Soprattutto, a smentire un legame indissolubile tra fede cristiana, colore della pelle e omofobia, sono quei religiosi neri che si battono da anni per i diritti delle minoranze sessuali, come il sudafricano Desmond Tutu, arcivescovo anglicano, Christopher Senyonjo, ex vescovo della Chiesa d’Uganda, o il reverendo anglicano Kapya Kaoma, nello Zambia. E a contrastare sul campo il lavoro delle chiese evangeliche fondamentaliste in Africa sono soprattutto sacerdoti neri, come i missionari “radicalmente inclusivi di The fellowship global (La compagnia globale; thefellowshipglobal.org), che stanno diffondendo il messaggio cristiano in Kenya, Uganda, Ruanda, Zimbabwe e Costa d’Avorio rispettando le tradizioni spirituali africane e difendendo i diritti civili delle persone LGBT.

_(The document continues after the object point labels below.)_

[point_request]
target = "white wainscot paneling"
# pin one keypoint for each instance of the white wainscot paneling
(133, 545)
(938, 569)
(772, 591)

E cosa dire della chiesa nera Rivers of living water (Fiumi di acqua viva), la prima congregazione di Harlem, a New York, ad accogliere omosessuali e transgender e a celebrare matrimoni religiosi tra persone dello stesso sesso? Oggi la pastora Vanessa Brown lancia un appello (nel video qui sotto): i fedeli si riuniscono in una cantina messa a disposizione dalla Chiesa metodista unita lontano dal loro quartiere, dove tornerebbero volentieri se trovassero uno spazio. Insomma, Rivers of living water cerca casa, perché è un importante rifugio per i cristiani neri, ma è un rifugio privo di mura.